Micron to expand capacity with US$1.8 billion purchase of Taiwan P5 fab

MUMU

Micron will acquire PSMC’s P5 fab in Tongluo, Miaoli County, Taiwan, for US$1.8 billion in cash to boost memory manufacturing capacity. The company has also sold out of high-bandwidth-memory chips through 2026 and estimates it can meet 60% of AI DRAM demand this year, signaling continued supply constraints and pricing power.

1. Micron to Acquire Taiwan P5 Fab for $1.8 Billion

Micron Technology announced it will acquire Powerchip Semiconductor’s P5 fabrication site in Tongluo, Miaoli County, Taiwan, for approximately $1.8 billion in cash. The 12-inch wafer fab, currently producing DRAM memory chips, will add an estimated 60,000 wafer starts per month to Micron’s global capacity. The transaction is expected to close in the second half of 2026, pending regulatory approval, and will be integrated into Micron’s existing Taiwan manufacturing hub to streamline logistics and reduce per-unit production costs by an estimated 5 percent.

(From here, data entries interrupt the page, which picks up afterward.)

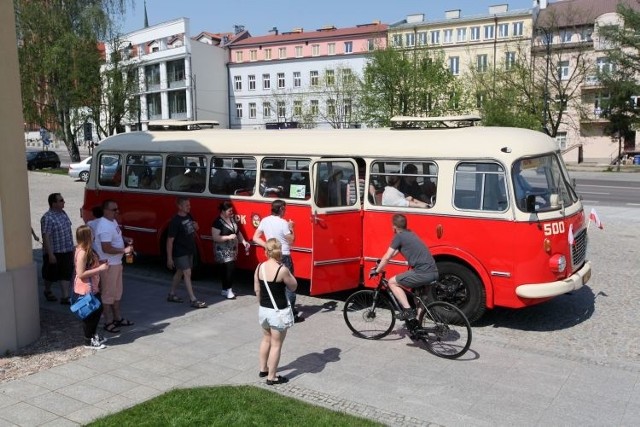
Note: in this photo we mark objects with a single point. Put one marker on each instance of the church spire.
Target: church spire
(146, 18)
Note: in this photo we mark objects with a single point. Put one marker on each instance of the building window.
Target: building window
(503, 30)
(561, 139)
(509, 60)
(409, 39)
(331, 77)
(448, 36)
(422, 38)
(475, 33)
(563, 70)
(489, 32)
(348, 47)
(435, 37)
(482, 63)
(454, 65)
(518, 28)
(462, 35)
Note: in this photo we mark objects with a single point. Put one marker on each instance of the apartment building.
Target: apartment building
(179, 78)
(480, 42)
(566, 37)
(286, 79)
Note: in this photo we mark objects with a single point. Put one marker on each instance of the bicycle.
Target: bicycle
(371, 314)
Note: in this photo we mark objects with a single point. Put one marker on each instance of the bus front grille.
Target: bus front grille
(579, 248)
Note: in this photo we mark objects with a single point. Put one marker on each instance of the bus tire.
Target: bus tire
(460, 286)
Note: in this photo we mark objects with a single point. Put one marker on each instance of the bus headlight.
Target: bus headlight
(558, 263)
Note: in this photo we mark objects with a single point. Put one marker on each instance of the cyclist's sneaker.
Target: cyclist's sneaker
(406, 314)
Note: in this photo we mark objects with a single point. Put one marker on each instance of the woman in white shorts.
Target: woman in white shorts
(278, 278)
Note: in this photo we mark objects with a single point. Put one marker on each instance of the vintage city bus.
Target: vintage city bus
(495, 205)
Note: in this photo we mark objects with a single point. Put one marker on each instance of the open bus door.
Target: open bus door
(336, 226)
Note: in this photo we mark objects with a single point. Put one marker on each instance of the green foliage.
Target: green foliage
(228, 406)
(408, 83)
(60, 61)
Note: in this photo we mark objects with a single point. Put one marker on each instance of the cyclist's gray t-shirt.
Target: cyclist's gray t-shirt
(415, 251)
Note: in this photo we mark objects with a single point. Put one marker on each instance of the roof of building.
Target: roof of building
(566, 13)
(328, 32)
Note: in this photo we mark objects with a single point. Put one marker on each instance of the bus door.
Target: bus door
(336, 226)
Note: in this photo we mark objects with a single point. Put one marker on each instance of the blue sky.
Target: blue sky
(259, 16)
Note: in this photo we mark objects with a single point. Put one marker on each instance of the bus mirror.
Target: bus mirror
(530, 203)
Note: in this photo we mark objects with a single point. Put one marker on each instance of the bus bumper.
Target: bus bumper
(546, 290)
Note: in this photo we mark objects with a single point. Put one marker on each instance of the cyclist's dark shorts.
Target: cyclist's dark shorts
(415, 279)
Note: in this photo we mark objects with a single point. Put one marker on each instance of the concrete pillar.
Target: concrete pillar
(19, 309)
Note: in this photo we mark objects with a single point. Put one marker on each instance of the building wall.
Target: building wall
(19, 308)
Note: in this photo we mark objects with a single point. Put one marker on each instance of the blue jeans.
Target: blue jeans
(291, 296)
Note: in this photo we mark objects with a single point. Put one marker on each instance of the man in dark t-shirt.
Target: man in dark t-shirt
(181, 245)
(423, 266)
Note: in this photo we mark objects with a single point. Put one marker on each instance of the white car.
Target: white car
(80, 170)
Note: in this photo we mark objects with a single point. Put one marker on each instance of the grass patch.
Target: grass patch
(228, 406)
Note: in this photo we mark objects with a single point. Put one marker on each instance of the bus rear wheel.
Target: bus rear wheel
(460, 286)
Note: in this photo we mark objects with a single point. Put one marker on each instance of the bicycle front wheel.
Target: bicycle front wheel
(445, 330)
(369, 314)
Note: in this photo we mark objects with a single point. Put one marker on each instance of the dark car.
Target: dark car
(42, 159)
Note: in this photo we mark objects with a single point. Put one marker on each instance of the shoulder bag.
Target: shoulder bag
(285, 316)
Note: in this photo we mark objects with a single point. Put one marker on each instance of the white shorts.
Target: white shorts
(268, 319)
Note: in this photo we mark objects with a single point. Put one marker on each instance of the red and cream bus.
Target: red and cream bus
(495, 205)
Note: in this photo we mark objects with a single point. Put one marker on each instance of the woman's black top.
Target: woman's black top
(278, 291)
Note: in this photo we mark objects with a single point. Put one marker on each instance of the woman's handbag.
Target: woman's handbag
(285, 316)
(85, 305)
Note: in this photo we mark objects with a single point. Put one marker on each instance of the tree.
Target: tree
(619, 80)
(60, 61)
(408, 82)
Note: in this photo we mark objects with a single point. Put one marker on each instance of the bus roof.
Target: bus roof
(466, 142)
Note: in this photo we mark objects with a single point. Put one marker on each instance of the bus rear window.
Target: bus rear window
(109, 170)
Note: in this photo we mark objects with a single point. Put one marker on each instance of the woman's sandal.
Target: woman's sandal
(123, 322)
(111, 327)
(279, 380)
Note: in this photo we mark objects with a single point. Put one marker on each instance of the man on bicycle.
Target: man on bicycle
(423, 267)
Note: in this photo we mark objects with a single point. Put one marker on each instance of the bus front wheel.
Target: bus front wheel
(460, 286)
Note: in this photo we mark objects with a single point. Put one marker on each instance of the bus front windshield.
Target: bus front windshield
(544, 178)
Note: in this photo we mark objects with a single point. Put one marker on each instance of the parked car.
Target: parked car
(81, 169)
(42, 159)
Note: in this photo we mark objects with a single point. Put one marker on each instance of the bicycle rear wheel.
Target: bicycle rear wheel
(445, 330)
(369, 314)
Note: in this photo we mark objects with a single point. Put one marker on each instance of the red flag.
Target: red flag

2. Record Fiscal 2025 Results Driven by AI Memory Demand

In its fiscal year ending August 28, 2025, Micron reported revenue of $37.38 billion, a 49 percent increase from $25.11 billion in fiscal 2024. Non-GAAP earnings per share rose to $8.29 from $1.30 a year earlier, reflecting strong pricing power on high-bandwidth memory (HBM) products used in artificial-intelligence data centers. Gross margin expanded by 12 percentage points to 45.5 percent, benefiting from higher average selling prices and improved fab utilization rates above 90 percent.

3. Continued Momentum in Q1 FY26 and Sold-Out HBM Capacity

For the quarter ended November 27, 2025, Micron posted revenue of $13.64 billion, up 56.6 percent year-over-year, while adjusted EPS climbed 167 percent to $4.78. Management disclosed that its HBM inventory is fully committed through the end of 2026, leaving the company able to meet only 60 percent of forecasted AI memory demand for the coming year. Capital expenditures of $5 billion were invested in fab expansions and advanced node development during the quarter, underscoring Micron’s focus on high-margin enterprise memory solutions.

4. Supply Shortage to Extend Beyond 2026 and Valuation Metrics

Micron has warned that the global memory chip shortage will persist past 2026 as AI workloads continue to outpace capacity growth. Industry analysts project DRAM spot prices to increase another 50 percent in the first half of 2026. Despite a trailing P/E ratio near 30 and a PEG ratio below 1, Micron remains attractively valued relative to peers given its expected quadrupling of earnings over the next two years. Free cash flow is forecast to exceed $12 billion in fiscal 2026, supporting both capacity build-out and return of capital initiatives.